Abandonos e misérias
O “Diário da República” é certamente o jornal de maior tiragem e mais larga difusão em Portugal – o que não impede que seja pouco lido, pouco apreciado, e largamente desconhecido pelo público em geral.
E justo é que seja assim, já que não há certamente coisa mais enfadonha e desinteressante.
Todavia, de vez em quando, até o “Diário da República” traz leitura de algum proveito e interesse.
Estava eu aqui a ver uma Resolução do Conselho de Ministros em que este aprovou, há dias atrás, uma coisa a que chamou “o mapa Portugal menos favorecido”.
A intenção proclamada é vir a tomar medidas que designa como “discriminação positiva de base regional”.
E enquanto não chegam as medidas temos pelo menos o mapa indicando onde as ditas deveriam ser aplicadas.
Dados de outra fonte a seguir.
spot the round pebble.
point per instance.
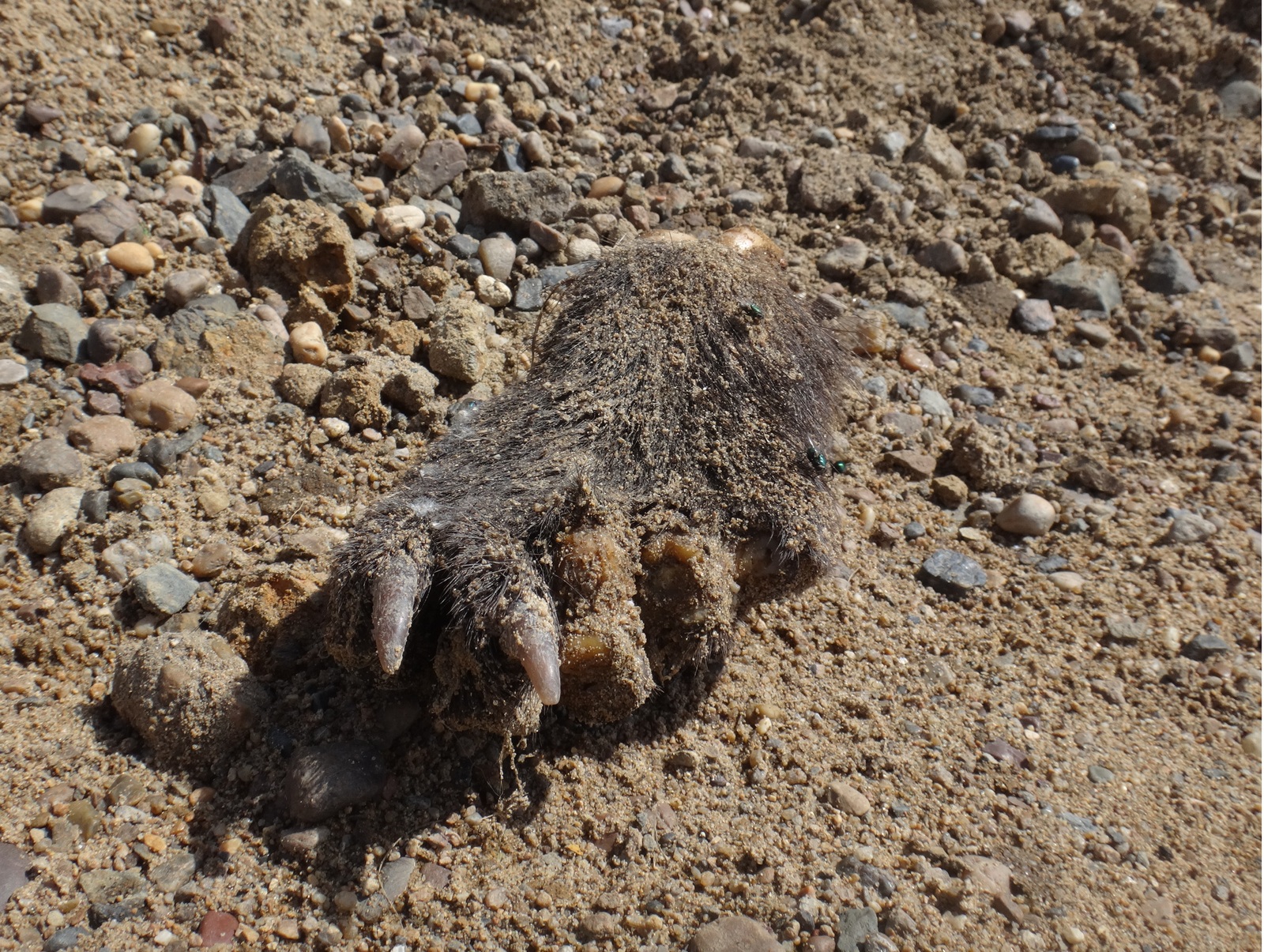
(12, 373)
(145, 139)
(1070, 581)
(133, 258)
(183, 286)
(161, 405)
(52, 517)
(307, 344)
(1028, 515)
Explicando melhor: a douta comissão nomeada pelo Governo tomou como indicador de partida o valor médio do poder de compra global dos portugueses (estão a ver, é aquele índice de que toda a gente se queixa), e usando essa média do poder de compra nacional foi averiguar quais as regiões e Concelhos em que o índice do poder de compra esteja abaixo da média nacional. São os tais do “Portugal menos favorecido”.
Os resultados são arrepiantes. Pensem os leitores: o valor médio do nosso poder de compra é aquilo que é, e não vou explicar em termos comparativos. Cada um sabe por si o que representa esse tal valor médio nacional. Pois então imagine o que sentirão e como vivem as gentes dos Concelhos com menos de 40% (quarenta por cento) da referida média nacional.
Como menos de quarenta por cento da média nacional encontramos Concelhos como Cinfães, Celorico de Basto, Ribeira de Pena, Armamar, Boticas, Penalva do Castelo.
E com pouco mais de quarenta por cento da média nacional encontramos inúmeros Concelhos – desenhando o retrato verdadeiro de todo o interior português. Interior, mas não se pense que se trata apenas de sítios remotos e de nomes exóticos, que a nossa ilustrada e cosmopolita classe política e jornalística nunca ouviu falar. Não, não se trata só de Meda, Penedono, Carrazeda de Ansiães, Freixo-de-Espada-à-Cinta, Paredes de Coura, Penamacor, ou Figueira de Castelo Rodrigo. Basta rumar a Baião ou a Resende, e ali, quase no Grande Porto, o IPC (índice do poder de compra) pouco excede os quarenta por cento da média nacional.
Esse interior pode estar tão perto do litoral das festas do jet-set como o Concelho de Alcoutim, a poucos quilómetros do mais luxuoso Algarve: tem um IPC equivalente a quarenta por cento da média nacional. E percorrendo uma linha que se desenha pelo Guadiana, que inclui Barrancos, Mértola, Portel, Alandroal, é a mesma desgraça: nunca se atinge um IPC que se aproxime da metade da média nacional.
Abaixo dos setenta e cinco por cento da média nacional situam-se, se bem contei, duzentos Concelhos do continente português. Fácil é concluir que o valor médio em questão tem que resultar do facto de existirem outros que têm valores muito acima dessa média – mas estes dados não constam do mapa.
Certamente que o falado índice de poder de compra não mostra tudo. Mas permite, amargamente, reflectir neste país que a passos largos nos preparam: um pequeno território onde em vez de um desenvolvimento em malha homogénea, harmoniosa e solidária temos o abandono de oitenta ou noventa por cento do território, forçando à concentração da população e da riqueza nos restantes dez ou vinte por cento. Um país prodigioso, onde teremos em singular coexistência os problemas próprios das grandes concentrações urbanas com a problemática característica das vastas regiões desertificadas.